Translate this page into:
Pulmonary alveolar proteinosis and whole lung lavage in Kenya: A case report
*Corresponding author: Evans Arnold Onyango, Department of Clinical Medicine and Therapeutics, University of Nairobi, Nairobi, Kenya. dreaonyango@gmail.com
-
Received: ,
Accepted: ,
How to cite this article: Onyango EA, Kagima JW, Nyale GM, Walong EO, Atina JO. Pulmonary alveolar proteinosis and whole lung lavage in Kenya: A case report. J Pan Afr Thorac Soc 2023;4:152-5.
Abstract
Pulmonary alveolar proteinosis (PAP) is a rare interstitial lung disease. The ideal therapy to clear the accumulated lipoproteinaceous material is whole lung lavage (WLL). While there have been few cases of PAP in Sub-Saharan Africa, none have been reported in Kenya. We describe a case of a 36-year-old Kenyan lady with progressive dyspnea, cough, tachypneic, and respiratory crackles at presentation. A high-resolution computed tomography (HRCT) scan showed a “crazy-paving” pattern and a transbronchial lung biopsy revealed periodic acid-Schiff positive exudates. She was diagnosed with PAP and WLL was performed. She was discharged after 3 days with marked improvement. Unfortunately, she succumbed intraoperatively during the WLL of the contralateral lung 6 weeks later and a postmortem revealed widespread proteinosis. This case illustrates the diagnosis and treatment of a rare lung disease by WLL in a resource-limited setting with the assistance of a multidisciplinary team.
Keywords
Pulmonary alveolar proteinosis
Whole lung lavage
Case report
INTRODUCTION
Pulmonary alveolar proteinosis (PAP)/phospholipoproteinosis is a diffuse lung disease of alveolar accumulation of periodic acid-Schiff (PAS)-positive proteinaceous material. This rare disease first described by Rosen et al. in 1958[1] occurs due to disorders of surfactant production or clearance.[2] There are three main subtypes; Autoimmune, congenital, and secondary.[2-4]
Symptoms vary, with progressive exertional dyspnea being the most common. Cough, fatigue, and weight loss are also common. Physical examination yields limited findings but inspiratory crackles may be present.[5]

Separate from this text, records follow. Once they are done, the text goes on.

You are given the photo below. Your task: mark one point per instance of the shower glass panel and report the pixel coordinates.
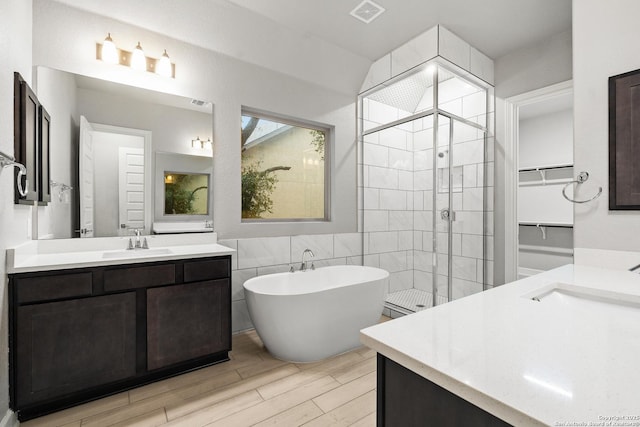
(423, 186)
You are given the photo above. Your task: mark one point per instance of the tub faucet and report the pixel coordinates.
(303, 266)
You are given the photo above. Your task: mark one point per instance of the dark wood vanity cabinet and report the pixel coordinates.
(81, 334)
(406, 399)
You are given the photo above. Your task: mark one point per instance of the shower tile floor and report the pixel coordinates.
(411, 300)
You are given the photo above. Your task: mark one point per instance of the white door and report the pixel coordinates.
(131, 188)
(87, 204)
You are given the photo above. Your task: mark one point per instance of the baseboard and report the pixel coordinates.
(9, 419)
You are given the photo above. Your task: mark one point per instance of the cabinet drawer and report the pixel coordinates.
(139, 277)
(55, 286)
(210, 269)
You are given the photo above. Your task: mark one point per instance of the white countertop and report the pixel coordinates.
(44, 255)
(530, 362)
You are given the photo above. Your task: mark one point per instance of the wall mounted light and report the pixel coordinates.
(201, 143)
(164, 65)
(108, 52)
(138, 60)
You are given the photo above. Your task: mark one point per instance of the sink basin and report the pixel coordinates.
(569, 297)
(136, 253)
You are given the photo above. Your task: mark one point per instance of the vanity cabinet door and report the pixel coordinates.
(68, 346)
(189, 321)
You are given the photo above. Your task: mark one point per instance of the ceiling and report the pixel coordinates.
(495, 27)
(320, 42)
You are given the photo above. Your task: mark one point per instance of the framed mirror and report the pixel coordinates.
(624, 146)
(127, 197)
(182, 188)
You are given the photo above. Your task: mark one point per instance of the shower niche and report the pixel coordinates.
(426, 184)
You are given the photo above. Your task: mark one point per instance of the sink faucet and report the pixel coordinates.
(137, 231)
(138, 244)
(303, 266)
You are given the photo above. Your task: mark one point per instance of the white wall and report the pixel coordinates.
(229, 84)
(605, 40)
(533, 67)
(527, 69)
(172, 128)
(15, 55)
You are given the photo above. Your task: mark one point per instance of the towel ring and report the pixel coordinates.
(582, 178)
(5, 161)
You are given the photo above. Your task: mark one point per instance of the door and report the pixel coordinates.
(443, 214)
(72, 345)
(188, 321)
(460, 214)
(131, 188)
(86, 166)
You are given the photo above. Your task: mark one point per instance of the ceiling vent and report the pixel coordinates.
(367, 11)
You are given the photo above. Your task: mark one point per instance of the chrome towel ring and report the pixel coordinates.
(6, 160)
(582, 178)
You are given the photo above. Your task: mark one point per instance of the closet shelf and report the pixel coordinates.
(549, 167)
(546, 224)
(545, 182)
(546, 249)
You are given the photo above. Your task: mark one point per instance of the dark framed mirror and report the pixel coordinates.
(624, 141)
(26, 108)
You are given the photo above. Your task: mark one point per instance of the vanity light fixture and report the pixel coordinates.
(164, 65)
(200, 143)
(108, 52)
(138, 60)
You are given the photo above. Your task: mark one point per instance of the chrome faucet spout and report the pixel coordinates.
(303, 266)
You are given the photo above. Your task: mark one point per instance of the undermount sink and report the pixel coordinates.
(136, 253)
(562, 297)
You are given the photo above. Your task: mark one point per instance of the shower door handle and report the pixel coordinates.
(447, 215)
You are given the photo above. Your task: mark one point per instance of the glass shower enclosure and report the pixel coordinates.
(426, 166)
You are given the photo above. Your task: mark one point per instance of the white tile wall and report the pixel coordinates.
(260, 256)
(321, 245)
(263, 252)
(454, 48)
(347, 245)
(415, 52)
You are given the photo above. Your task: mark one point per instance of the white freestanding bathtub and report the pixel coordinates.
(308, 316)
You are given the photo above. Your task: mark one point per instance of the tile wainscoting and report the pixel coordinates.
(259, 256)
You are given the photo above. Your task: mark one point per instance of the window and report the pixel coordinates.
(284, 168)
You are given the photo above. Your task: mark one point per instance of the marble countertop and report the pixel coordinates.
(555, 362)
(44, 255)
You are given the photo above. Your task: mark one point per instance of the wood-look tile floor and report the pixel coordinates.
(252, 389)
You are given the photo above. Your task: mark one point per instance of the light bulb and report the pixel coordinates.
(109, 51)
(138, 60)
(164, 65)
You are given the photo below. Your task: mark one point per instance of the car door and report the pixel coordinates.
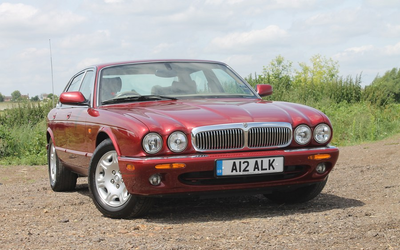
(70, 124)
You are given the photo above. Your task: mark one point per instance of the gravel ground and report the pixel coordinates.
(358, 209)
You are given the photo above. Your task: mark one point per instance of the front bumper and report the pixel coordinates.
(198, 176)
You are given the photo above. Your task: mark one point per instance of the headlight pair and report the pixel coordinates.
(152, 143)
(322, 134)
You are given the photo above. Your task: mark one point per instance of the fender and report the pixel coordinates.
(111, 135)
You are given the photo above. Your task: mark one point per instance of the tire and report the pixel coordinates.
(299, 195)
(61, 178)
(108, 190)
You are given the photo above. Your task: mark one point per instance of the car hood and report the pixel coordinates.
(165, 116)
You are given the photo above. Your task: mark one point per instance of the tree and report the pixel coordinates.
(279, 74)
(35, 98)
(15, 96)
(322, 70)
(389, 84)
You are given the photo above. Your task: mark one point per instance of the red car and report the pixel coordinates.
(145, 129)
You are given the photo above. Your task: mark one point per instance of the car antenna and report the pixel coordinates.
(51, 66)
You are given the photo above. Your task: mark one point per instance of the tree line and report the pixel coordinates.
(16, 96)
(319, 81)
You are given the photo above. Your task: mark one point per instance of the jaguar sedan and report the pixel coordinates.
(142, 130)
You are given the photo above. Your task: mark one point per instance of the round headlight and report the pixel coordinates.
(177, 142)
(302, 134)
(152, 143)
(322, 133)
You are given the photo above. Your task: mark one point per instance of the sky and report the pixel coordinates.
(363, 36)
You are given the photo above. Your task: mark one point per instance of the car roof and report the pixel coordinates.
(102, 65)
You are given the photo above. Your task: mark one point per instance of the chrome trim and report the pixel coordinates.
(237, 136)
(328, 147)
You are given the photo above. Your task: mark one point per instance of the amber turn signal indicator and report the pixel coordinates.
(319, 157)
(170, 166)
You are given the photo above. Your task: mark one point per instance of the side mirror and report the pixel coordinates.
(264, 89)
(73, 98)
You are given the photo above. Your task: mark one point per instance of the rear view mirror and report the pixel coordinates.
(73, 98)
(264, 89)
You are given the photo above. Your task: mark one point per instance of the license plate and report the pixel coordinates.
(251, 166)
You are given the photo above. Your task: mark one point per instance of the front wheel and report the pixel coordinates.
(299, 195)
(108, 189)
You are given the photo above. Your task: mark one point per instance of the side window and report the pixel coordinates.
(75, 84)
(87, 84)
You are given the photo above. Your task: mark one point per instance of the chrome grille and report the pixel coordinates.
(268, 137)
(220, 139)
(242, 135)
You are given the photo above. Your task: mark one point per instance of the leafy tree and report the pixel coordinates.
(388, 84)
(15, 96)
(35, 98)
(322, 70)
(279, 74)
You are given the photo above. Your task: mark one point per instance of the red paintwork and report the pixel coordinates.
(77, 130)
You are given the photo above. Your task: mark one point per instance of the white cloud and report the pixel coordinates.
(239, 41)
(21, 21)
(392, 50)
(88, 41)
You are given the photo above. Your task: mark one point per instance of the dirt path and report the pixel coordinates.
(358, 209)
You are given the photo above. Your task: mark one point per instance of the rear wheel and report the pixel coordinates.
(299, 195)
(61, 178)
(108, 189)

Chest radiography shows bilateral symmetric perihilar and basilar alveolar filling resembling pulmonary edema. Chest high-resolution computed tomography (HRCT) shows ground glass opacification (GGO) with intralobular and interlobular septal thickening adjacent to normal lung. This is classically referred to as “crazy-paving” but is neither sensitive nor specific.[5]
A restrictive pattern occurs on pulmonary function tests (PFT) in most patients.[6] Laboratory tests are rarely useful for diagnosis but high anti-granulocyte-macrophage colony-stimulating factor (GM-CSF) antibodies are important in diagnosing autoimmune PAP with almost 100% sensitivity and 98% specificity.[2,7]
Bronchoscopy can be used to evaluate the bronchoalveolar lavage fluid (BALF) which usually appears as a milky white fluid on gross examination. Additionally, transbronchial lung biopsy (TBLB), or open lung biopsy aid in diagnosis and excluding other conditions. Cytology of BALF and TBLB histopathology reveals PAS-positive, Grocott methenamine silver stain-negative, and eosinophilic material with enlarged foamy macrophages.[6,8]
Treatment varies from observation to supportive care, to whole lung lavage (WLL) depending on the symptoms. Recombinant inhalational and subcutaneous GM-CSF has not demonstrated a favorable response compared to WLL.[4,9]
CASE REPORT
A 36-year old female presented with a 5-month history of dyspnea, dry cough, and unintentional weight loss of 15 kg. She was a previously healthy high-school teacher with no history of exposure to organic or inorganic dust including insecticides, no cigarette smoking, and no family history of similar illness. She reported not to be on any medication including nitrofurantoin, amiodarone, methotrexate, corticosteroids, or any other chronic medication use.
At the emergency department, her vitals were normal. She had no pallor, finger clubbing, cyanosis, ankle edema, or lymphadenopathy. Her oxygen saturation (SpO2) was 63% on room air and her respiratory rate was 28. Chest auscultation revealed bilateral crackles. Other systems were unremarkable. She was initiated on oxygen therapy through a non-rebreather mask at 15 L/min.
Laboratory investigations on admission revealed polycythemia and elevated lactate dehydrogenase (LDH). In subsequent days, tests to rule out secondary causes were done; the hemogram and blood smear did not reveal any hematological malignancy. Her arterial blood gas revealed hypoxemia on room air: partial pressure of oxygen (6.2 kPa). She was human immunodeficiency virus (HIV)-negative. A COVID-19 antigen test was negative and so was the Gene-Xpert for Mycobacterium tuberculosis. Antinuclear antibodies, antineutrophil cytoplasmic autoantibodies, and extractable nuclear antigens were negative. Anti-GM-CSF antibodies were not tested due to unavailability locally and prohibitive costs abroad.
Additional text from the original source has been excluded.